Von Peter Bierl, Fürstenfeldbruck

Die Grünen sind bundesweit im Aufwind und davon profitieren auch die lokalen Verbände. Im Landkreis verzeichnet die Partei gleich zwei Rekorde. In nur zwei Jahren sind etwa hundert Menschen den Grünen beigetreten, die Gesamtzahl der Grünen-Mitglieder liegt bei 330, bislang der Höchststand. Und bei den Kommunalwahlen treten Kandidaten mit einer grünen Liste in insgesamt 16 Kommunen an, sechs mehr als noch 2014. Als Ursachen für diesen Boom sehen Vertreterinnen der Partei die Klimadebatte und den Rechtsruck.

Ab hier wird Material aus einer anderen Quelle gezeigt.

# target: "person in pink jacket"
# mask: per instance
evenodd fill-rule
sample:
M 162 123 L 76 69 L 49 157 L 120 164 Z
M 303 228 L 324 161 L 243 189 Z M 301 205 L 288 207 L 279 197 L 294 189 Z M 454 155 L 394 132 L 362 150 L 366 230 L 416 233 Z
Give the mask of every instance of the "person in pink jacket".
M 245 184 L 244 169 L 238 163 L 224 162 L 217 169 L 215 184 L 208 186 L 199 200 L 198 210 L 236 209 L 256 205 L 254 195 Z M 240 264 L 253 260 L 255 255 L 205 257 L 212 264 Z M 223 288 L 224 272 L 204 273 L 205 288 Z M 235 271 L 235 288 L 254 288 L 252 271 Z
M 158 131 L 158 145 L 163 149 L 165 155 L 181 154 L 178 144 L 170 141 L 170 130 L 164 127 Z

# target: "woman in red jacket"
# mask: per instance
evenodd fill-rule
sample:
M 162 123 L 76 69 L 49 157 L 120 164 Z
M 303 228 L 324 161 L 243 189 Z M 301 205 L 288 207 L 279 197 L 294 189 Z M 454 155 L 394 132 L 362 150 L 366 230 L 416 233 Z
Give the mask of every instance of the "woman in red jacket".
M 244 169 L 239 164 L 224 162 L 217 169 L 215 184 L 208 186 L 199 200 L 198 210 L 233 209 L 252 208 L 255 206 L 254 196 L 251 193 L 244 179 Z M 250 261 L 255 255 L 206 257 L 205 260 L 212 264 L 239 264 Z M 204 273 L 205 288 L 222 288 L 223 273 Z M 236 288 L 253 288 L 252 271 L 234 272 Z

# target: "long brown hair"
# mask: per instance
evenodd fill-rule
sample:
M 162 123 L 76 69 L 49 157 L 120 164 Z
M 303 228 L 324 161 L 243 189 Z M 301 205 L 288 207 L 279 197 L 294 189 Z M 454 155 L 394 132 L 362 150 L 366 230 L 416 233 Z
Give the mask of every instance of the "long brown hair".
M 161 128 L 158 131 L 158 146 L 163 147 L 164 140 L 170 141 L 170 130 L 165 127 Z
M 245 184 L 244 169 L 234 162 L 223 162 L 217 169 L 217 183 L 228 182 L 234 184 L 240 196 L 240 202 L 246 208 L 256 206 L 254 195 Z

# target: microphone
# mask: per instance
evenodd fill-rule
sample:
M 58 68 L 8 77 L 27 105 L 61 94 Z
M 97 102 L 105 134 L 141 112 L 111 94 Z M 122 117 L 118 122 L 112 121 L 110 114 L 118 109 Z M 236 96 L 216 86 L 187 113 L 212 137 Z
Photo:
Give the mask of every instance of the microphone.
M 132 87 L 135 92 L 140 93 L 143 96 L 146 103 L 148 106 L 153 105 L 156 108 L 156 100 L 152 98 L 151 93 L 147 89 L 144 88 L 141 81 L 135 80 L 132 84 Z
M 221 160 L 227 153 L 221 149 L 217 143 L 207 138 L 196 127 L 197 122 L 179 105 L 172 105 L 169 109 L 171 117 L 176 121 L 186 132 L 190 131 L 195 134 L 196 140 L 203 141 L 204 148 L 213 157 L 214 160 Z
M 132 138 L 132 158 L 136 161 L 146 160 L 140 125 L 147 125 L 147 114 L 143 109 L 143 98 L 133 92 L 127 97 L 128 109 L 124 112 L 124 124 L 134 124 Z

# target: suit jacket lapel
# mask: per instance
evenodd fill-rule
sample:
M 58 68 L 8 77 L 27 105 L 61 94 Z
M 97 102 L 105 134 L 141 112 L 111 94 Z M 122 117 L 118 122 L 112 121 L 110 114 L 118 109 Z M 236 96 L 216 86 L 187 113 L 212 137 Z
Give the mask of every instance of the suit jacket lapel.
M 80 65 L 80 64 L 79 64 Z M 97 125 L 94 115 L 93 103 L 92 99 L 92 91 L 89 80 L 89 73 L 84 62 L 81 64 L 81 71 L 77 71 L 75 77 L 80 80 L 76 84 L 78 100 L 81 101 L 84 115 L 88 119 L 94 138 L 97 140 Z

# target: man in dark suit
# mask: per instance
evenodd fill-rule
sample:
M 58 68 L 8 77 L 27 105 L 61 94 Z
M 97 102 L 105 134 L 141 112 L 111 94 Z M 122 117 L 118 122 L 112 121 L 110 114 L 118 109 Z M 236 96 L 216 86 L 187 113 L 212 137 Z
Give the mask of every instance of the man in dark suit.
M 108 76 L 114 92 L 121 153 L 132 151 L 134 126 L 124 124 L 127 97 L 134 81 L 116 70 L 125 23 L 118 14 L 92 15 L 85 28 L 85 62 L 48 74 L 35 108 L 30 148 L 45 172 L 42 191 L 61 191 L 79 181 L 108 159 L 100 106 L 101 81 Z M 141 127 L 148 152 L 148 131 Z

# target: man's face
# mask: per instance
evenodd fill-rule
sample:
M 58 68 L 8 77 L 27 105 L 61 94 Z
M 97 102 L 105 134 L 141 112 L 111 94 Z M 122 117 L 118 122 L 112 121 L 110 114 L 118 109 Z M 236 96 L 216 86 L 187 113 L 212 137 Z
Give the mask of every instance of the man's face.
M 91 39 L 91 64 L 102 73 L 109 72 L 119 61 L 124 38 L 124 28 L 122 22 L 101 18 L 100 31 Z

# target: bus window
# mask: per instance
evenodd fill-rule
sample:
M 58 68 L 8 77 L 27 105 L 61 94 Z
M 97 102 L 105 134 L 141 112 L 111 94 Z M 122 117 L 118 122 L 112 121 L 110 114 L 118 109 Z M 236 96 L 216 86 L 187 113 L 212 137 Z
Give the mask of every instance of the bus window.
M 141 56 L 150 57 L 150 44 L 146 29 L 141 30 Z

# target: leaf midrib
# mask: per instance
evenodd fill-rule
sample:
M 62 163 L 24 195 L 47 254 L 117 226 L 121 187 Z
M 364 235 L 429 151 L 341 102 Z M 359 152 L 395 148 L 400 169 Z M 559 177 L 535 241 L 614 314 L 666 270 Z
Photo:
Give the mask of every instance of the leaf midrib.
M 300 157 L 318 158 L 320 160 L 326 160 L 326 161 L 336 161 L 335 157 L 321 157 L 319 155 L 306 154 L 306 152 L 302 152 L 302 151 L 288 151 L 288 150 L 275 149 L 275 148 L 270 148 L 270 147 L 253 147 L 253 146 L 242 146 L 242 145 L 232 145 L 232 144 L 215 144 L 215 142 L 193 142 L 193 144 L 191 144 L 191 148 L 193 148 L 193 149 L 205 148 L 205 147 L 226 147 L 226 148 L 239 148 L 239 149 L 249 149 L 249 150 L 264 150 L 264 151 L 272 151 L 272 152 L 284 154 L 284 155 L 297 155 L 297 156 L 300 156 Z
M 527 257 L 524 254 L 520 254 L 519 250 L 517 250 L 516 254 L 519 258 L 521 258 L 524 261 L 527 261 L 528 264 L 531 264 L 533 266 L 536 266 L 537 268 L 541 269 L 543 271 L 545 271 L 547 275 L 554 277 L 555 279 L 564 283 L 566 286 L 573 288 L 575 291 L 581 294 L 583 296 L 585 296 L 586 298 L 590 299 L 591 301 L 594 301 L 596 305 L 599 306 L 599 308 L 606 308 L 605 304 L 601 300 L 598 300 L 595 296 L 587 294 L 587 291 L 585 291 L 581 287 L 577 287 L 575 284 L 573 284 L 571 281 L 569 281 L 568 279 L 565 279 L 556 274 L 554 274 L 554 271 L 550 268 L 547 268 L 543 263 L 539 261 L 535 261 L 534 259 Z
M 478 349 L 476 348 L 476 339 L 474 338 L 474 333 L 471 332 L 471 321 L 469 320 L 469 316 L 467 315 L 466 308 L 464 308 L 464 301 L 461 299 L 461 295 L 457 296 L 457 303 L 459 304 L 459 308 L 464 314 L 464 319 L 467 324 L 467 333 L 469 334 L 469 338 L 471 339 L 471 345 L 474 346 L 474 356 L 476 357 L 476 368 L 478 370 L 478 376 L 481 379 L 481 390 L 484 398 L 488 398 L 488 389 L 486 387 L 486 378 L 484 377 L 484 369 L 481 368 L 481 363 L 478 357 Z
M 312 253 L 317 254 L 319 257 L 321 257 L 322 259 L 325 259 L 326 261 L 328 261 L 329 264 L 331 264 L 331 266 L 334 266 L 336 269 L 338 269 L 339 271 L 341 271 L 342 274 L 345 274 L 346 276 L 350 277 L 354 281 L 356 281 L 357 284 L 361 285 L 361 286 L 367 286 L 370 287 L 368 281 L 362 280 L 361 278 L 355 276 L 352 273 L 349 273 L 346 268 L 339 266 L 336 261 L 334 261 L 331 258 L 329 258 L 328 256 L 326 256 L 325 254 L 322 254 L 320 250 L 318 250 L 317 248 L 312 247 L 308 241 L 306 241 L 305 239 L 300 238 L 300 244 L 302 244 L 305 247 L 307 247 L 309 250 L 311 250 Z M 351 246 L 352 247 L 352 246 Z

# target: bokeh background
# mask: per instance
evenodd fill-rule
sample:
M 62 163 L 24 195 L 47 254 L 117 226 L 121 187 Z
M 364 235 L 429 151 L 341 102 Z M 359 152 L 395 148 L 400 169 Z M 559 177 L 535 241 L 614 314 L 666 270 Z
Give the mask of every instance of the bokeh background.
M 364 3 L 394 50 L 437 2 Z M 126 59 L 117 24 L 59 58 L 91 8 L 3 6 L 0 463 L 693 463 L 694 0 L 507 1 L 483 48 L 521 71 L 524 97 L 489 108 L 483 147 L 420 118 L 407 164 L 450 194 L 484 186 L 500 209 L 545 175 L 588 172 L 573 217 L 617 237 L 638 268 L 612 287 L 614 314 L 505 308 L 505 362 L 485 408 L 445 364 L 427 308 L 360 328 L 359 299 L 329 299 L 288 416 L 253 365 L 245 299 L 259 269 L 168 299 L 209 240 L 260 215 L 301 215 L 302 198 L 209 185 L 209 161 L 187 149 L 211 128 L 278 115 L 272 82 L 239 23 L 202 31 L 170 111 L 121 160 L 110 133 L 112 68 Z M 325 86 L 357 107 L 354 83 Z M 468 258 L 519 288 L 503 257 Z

In beiden Fällen würden die Grünen von vielen Bürgern als die Kraft gesehen, die etwas bewegen könnte.

Den Grünen kommt zugute, dass Klimawandel und Artensterben in den Fokus gerückt sind, dank einer neuen Graswurzelbewegung, den Protesten gegen Braunkohleabbau und Boykottaktionen der Schüler von Fridays for Future, aber auch der Schlagzeilen über das Insektensterben oder riesige Brände in Portugal oder Australien. Die Folgen waren im Sommer auch hierzulande sichtbar, wenn das Land austrocknet und braun wird.

Eine "große Sehnsucht nach neuen Antworten für das 21. Jahrhundert" macht der Stadt-, Kreis- und Bezirksrat Jan Halbauer als Ursache für den Aufschwung aus. Die Menschen würden spüren, dass große Aufgaben anstehen, und nach "positiven Antworten für die Zukunft" suchen. Das fossile Zeitalter liege eigentlich bereits hinter uns, aber die Bundesregierung tue zu wenig und im Landkreis habe man das Ziel der Energiewende, einer kompletten Versorgung mit erneuerbare Energien bis 2030, ebenfalls aufgegeben, kritisiert Halbauer, der für die Grünen als Landrat kandidiert. Darum würden viele auf die Grünen als Antreiber und "Motor" setzen.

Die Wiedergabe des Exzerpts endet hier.